The collision occurred on November 6, 1998; the complaint was filed on September 20, 1999. Plaintiffs’ document demand was filed on October 25, 1999, but was not received by Union Pacific until November 17, 1999. Within 90 days of the accident, sometime around February 1999, and well before Union Pacific had “actual knowledge that litigation was imminent”, the tapes were overwritten, pursuant to Union Pacific’s 90-day tape retention policy. Despite the pendency of the lawsuit and the receipt of a document demand, Union Pacific destroyed the track maintenance records pursuant to its routine one year document retention policy. (The exact date is not clear from the opinion.)

The Eighth Circuit found that although destruction of the voice tapes “test[ed] the limits of what we are able to uphold as a bad faith determination, the district court did not abuse its discretion by sanctioning Union Pacific’s prelitigation conduct of destroying the voice tape”. The circuit found that the district court’s bad faith determination was supported by the following facts:


    Union Pacific knew that “litigation is frequent when there has been an accident involving death or serious injury”. Union Pacific had “general knowledge that such tapes would be important to any litigation over an accident that resulted in serious injury or death”.The only “contemporaneous recording of conversations at the time of the accident will always be highly relevant to potential litigation over the accident”.

    Union Pacific’s general knowledge “weighs heavier than its lack of actual knowledge that litigation was imminent”.

    Union Pacific preserved voice tapes in other cases where tapes proved to be beneficial.

    Union Pacific “made an immediate effort to preserve other types of evidence”.

Although there was no evidence that the voice tape contained information that could be classified as a smoking gun, the court held that the loss of the tape was prejudicial to plaintiffs. (It is easy to conceive that under these facts another court would have no trouble finding that these facts constituted bad faith.)

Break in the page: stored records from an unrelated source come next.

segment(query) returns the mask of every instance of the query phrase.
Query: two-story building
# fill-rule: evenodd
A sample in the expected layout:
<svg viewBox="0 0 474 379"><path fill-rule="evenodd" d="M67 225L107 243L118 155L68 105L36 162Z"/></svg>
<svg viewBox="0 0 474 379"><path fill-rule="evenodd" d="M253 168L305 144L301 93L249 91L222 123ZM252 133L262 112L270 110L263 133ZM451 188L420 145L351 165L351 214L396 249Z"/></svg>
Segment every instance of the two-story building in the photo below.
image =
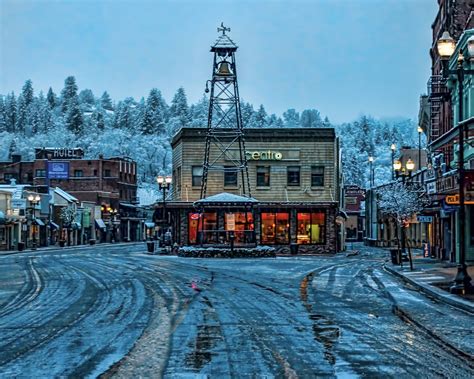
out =
<svg viewBox="0 0 474 379"><path fill-rule="evenodd" d="M300 252L334 253L341 248L340 151L334 129L246 129L252 200L241 202L239 209L241 199L225 193L242 195L242 177L210 171L206 198L213 205L199 220L195 202L200 199L205 137L204 128L183 128L171 142L174 188L166 207L179 244L198 243L202 225L204 231L223 231L207 236L209 243L235 230L236 243L253 233L258 244L273 245L280 252L289 251L292 243ZM223 168L231 165L218 151L211 150L210 160Z"/></svg>

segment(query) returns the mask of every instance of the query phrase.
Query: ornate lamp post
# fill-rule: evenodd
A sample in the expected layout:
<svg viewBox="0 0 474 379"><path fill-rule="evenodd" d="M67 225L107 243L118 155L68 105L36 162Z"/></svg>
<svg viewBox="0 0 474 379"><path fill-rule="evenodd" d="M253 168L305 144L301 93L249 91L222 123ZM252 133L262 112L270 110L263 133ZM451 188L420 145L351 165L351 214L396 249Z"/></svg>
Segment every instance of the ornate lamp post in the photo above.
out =
<svg viewBox="0 0 474 379"><path fill-rule="evenodd" d="M164 177L159 175L156 181L158 182L160 191L163 191L163 227L165 227L168 223L168 215L166 213L166 190L170 189L173 178L171 176Z"/></svg>
<svg viewBox="0 0 474 379"><path fill-rule="evenodd" d="M448 62L454 54L456 44L445 31L437 43L438 54L443 63L443 76L447 78L453 75L457 79L458 84L458 123L464 120L463 100L464 100L464 76L473 75L474 70L464 68L464 56L462 51L459 51L457 66L454 70L450 70ZM467 50L470 57L474 57L474 38L470 37L467 41ZM465 294L472 292L473 286L471 278L466 270L466 204L464 202L464 127L458 125L458 182L459 182L459 265L454 284L451 286L451 293Z"/></svg>
<svg viewBox="0 0 474 379"><path fill-rule="evenodd" d="M398 159L393 162L393 170L395 171L396 177L402 177L403 183L405 183L405 178L410 177L412 171L415 169L415 162L413 159L408 158L405 167L403 167L402 162Z"/></svg>
<svg viewBox="0 0 474 379"><path fill-rule="evenodd" d="M421 133L423 133L423 129L421 126L418 127L418 170L421 170Z"/></svg>
<svg viewBox="0 0 474 379"><path fill-rule="evenodd" d="M33 250L36 250L36 206L41 201L40 195L33 195L30 193L28 195L28 201L31 204L31 226L33 227Z"/></svg>
<svg viewBox="0 0 474 379"><path fill-rule="evenodd" d="M392 143L390 146L390 150L392 150L392 180L395 180L395 166L394 166L394 161L395 161L395 150L397 149L397 146Z"/></svg>

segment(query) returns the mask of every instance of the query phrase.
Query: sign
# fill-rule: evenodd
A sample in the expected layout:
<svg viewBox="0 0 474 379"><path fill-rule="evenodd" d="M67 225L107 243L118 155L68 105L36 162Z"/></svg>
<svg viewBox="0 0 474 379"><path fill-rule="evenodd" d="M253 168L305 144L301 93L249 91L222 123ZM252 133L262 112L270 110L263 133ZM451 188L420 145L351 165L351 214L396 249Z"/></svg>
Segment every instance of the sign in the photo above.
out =
<svg viewBox="0 0 474 379"><path fill-rule="evenodd" d="M233 213L226 213L227 230L235 230L235 215Z"/></svg>
<svg viewBox="0 0 474 379"><path fill-rule="evenodd" d="M82 159L84 157L84 150L81 148L63 148L63 147L53 147L53 148L37 148L36 159Z"/></svg>
<svg viewBox="0 0 474 379"><path fill-rule="evenodd" d="M281 161L283 154L279 151L246 151L245 157L250 161Z"/></svg>
<svg viewBox="0 0 474 379"><path fill-rule="evenodd" d="M459 194L446 196L446 204L459 205ZM464 194L464 204L474 204L474 194L468 192Z"/></svg>
<svg viewBox="0 0 474 379"><path fill-rule="evenodd" d="M429 243L423 244L423 257L429 258L431 256L431 249Z"/></svg>
<svg viewBox="0 0 474 379"><path fill-rule="evenodd" d="M49 179L69 179L69 162L48 162Z"/></svg>
<svg viewBox="0 0 474 379"><path fill-rule="evenodd" d="M191 220L199 220L199 213L191 213L189 217Z"/></svg>
<svg viewBox="0 0 474 379"><path fill-rule="evenodd" d="M26 199L12 199L12 209L26 209Z"/></svg>
<svg viewBox="0 0 474 379"><path fill-rule="evenodd" d="M428 195L436 193L436 182L426 183L426 193Z"/></svg>
<svg viewBox="0 0 474 379"><path fill-rule="evenodd" d="M416 216L416 221L418 222L433 222L433 216L422 216L422 215L417 215Z"/></svg>

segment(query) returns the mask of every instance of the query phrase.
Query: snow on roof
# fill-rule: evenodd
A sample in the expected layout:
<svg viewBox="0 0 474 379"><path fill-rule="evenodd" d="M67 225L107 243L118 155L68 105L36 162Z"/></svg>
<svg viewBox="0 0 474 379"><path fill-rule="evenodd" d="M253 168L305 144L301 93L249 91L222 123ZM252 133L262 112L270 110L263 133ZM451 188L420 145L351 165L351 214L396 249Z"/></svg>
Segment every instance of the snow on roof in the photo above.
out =
<svg viewBox="0 0 474 379"><path fill-rule="evenodd" d="M237 47L237 45L232 41L228 35L220 35L216 43L212 47Z"/></svg>
<svg viewBox="0 0 474 379"><path fill-rule="evenodd" d="M59 187L56 187L54 189L54 192L57 193L59 196L61 196L64 200L69 201L71 203L78 203L79 200L77 200L74 196L70 195L66 191L62 190Z"/></svg>
<svg viewBox="0 0 474 379"><path fill-rule="evenodd" d="M239 203L239 204L248 204L248 203L258 203L257 199L247 196L234 195L228 192L218 193L217 195L212 195L201 199L195 202L195 204L210 204L210 203Z"/></svg>

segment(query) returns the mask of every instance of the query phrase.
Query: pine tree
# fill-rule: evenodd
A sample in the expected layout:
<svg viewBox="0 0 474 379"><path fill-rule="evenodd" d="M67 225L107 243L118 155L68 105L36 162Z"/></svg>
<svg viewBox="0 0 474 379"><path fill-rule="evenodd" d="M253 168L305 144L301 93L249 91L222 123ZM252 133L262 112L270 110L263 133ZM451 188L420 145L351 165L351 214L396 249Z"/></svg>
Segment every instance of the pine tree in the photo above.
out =
<svg viewBox="0 0 474 379"><path fill-rule="evenodd" d="M92 107L95 105L95 97L92 90L86 88L79 92L79 103L85 109L92 109Z"/></svg>
<svg viewBox="0 0 474 379"><path fill-rule="evenodd" d="M257 128L266 128L267 127L267 112L263 107L263 104L260 104L257 113L255 113L255 127Z"/></svg>
<svg viewBox="0 0 474 379"><path fill-rule="evenodd" d="M305 109L301 113L300 125L302 128L320 128L322 123L321 115L316 109Z"/></svg>
<svg viewBox="0 0 474 379"><path fill-rule="evenodd" d="M53 92L53 89L49 87L48 94L46 95L46 99L48 100L49 108L54 109L58 103L56 99L56 94Z"/></svg>
<svg viewBox="0 0 474 379"><path fill-rule="evenodd" d="M5 100L0 96L0 133L7 131L7 114L5 110Z"/></svg>
<svg viewBox="0 0 474 379"><path fill-rule="evenodd" d="M64 88L61 91L61 109L63 114L68 113L69 103L71 101L79 103L77 100L77 84L74 76L68 76L64 81Z"/></svg>
<svg viewBox="0 0 474 379"><path fill-rule="evenodd" d="M171 117L175 117L179 127L183 128L189 124L189 108L186 93L183 87L179 87L171 101Z"/></svg>
<svg viewBox="0 0 474 379"><path fill-rule="evenodd" d="M300 115L293 108L288 109L283 113L283 120L285 122L285 128L300 127Z"/></svg>
<svg viewBox="0 0 474 379"><path fill-rule="evenodd" d="M145 111L141 119L140 131L143 134L161 134L165 131L167 119L167 105L161 92L153 88L148 95Z"/></svg>
<svg viewBox="0 0 474 379"><path fill-rule="evenodd" d="M15 94L12 92L5 98L5 115L7 132L13 133L16 130L17 104Z"/></svg>
<svg viewBox="0 0 474 379"><path fill-rule="evenodd" d="M82 132L83 124L84 119L82 117L78 97L76 96L69 101L68 111L66 114L66 126L71 132L80 134Z"/></svg>
<svg viewBox="0 0 474 379"><path fill-rule="evenodd" d="M112 104L112 99L110 98L110 95L108 94L107 91L104 91L104 93L100 97L100 105L105 110L108 110L108 111L113 111L114 110L114 106Z"/></svg>

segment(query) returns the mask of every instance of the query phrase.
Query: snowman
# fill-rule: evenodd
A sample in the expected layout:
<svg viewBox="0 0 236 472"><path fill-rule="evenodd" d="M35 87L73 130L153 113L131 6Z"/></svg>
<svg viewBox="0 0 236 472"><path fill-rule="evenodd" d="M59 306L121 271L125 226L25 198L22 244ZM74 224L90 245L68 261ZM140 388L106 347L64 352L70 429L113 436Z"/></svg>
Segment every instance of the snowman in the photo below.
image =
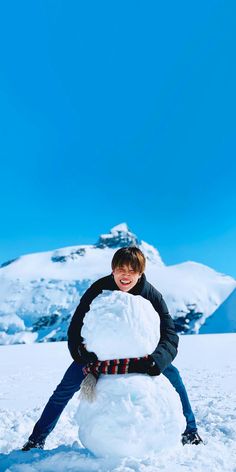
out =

As to the track maintenance records, Union Pacific argued that corporate counsel’s failure to secure the tapes was innocent because (i) he didn’t know the track maintenance records were relevant since he had never before managed litigation involving a grade crossing collision, (ii) he didn’t know where the records were kept, and (iii) he was distracted by a derailment and his vacation. Even though Union Pacific was found not to have acted in bad faith because it was not put on notice that the track records should be preserved until almost a year after the accident, and even though “the condition of the track was not formally at issue until the second amendment to the complaint in May 2000”, almost 18 months after the accident, the court found that an adverse inference instruction was not an abuse of discretion.

For e-discovery practitioners the important conclusion to draw is that, whatever state of mind is required to sustain the imposition of sanctions, courts are likely to find that the failure to suspend a document retention program and to preserve evidence warrants sanctions if a company is aware that litigation is reasonably likely in a given set of facts even if it lacks actual knowledge that litigation is imminent.